Sclang-lint — a static linter and LSP server for SuperCollider

A linter and LSP for sclang is something a lot of us have wanted for a long time. Here’s one:

The motivation is probably familiar to anyone here. It’s a weakly and dynamically typed language, which makes it easy to write fragile code. Since classes have to be compiled before use, the write-test cycle can get long. The error messages, as we all know, are often less than helpful. In my experience a lot of these problems can be caught earlier, before you even evaluate.
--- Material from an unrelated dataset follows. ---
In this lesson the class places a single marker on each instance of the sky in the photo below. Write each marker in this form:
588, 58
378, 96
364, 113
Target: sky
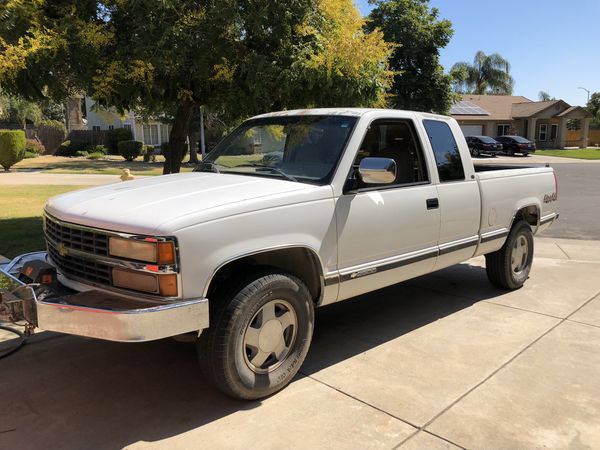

sclang-lint does static analysis on the source directly, so there is no running sclang process needed at lint time. The lexer and parser are written in Python, mirroring sclang’s own lexer/parser, so it follows the real grammar rather than approximating it. On top of the AST it runs a set of rules: syntax errors, unused/shadowed/undeclared variables, var-not-at-top, reads before writes, assignment used as an if-condition, unreachable code after ^return, and more. With an optional JSON dump of your class library (generated once with sclang itself) it also checks unknown classes and methods, arity and keyword arguments, getter-vs-setter mistakes, and argument types, each with a “did you mean?” suggestion.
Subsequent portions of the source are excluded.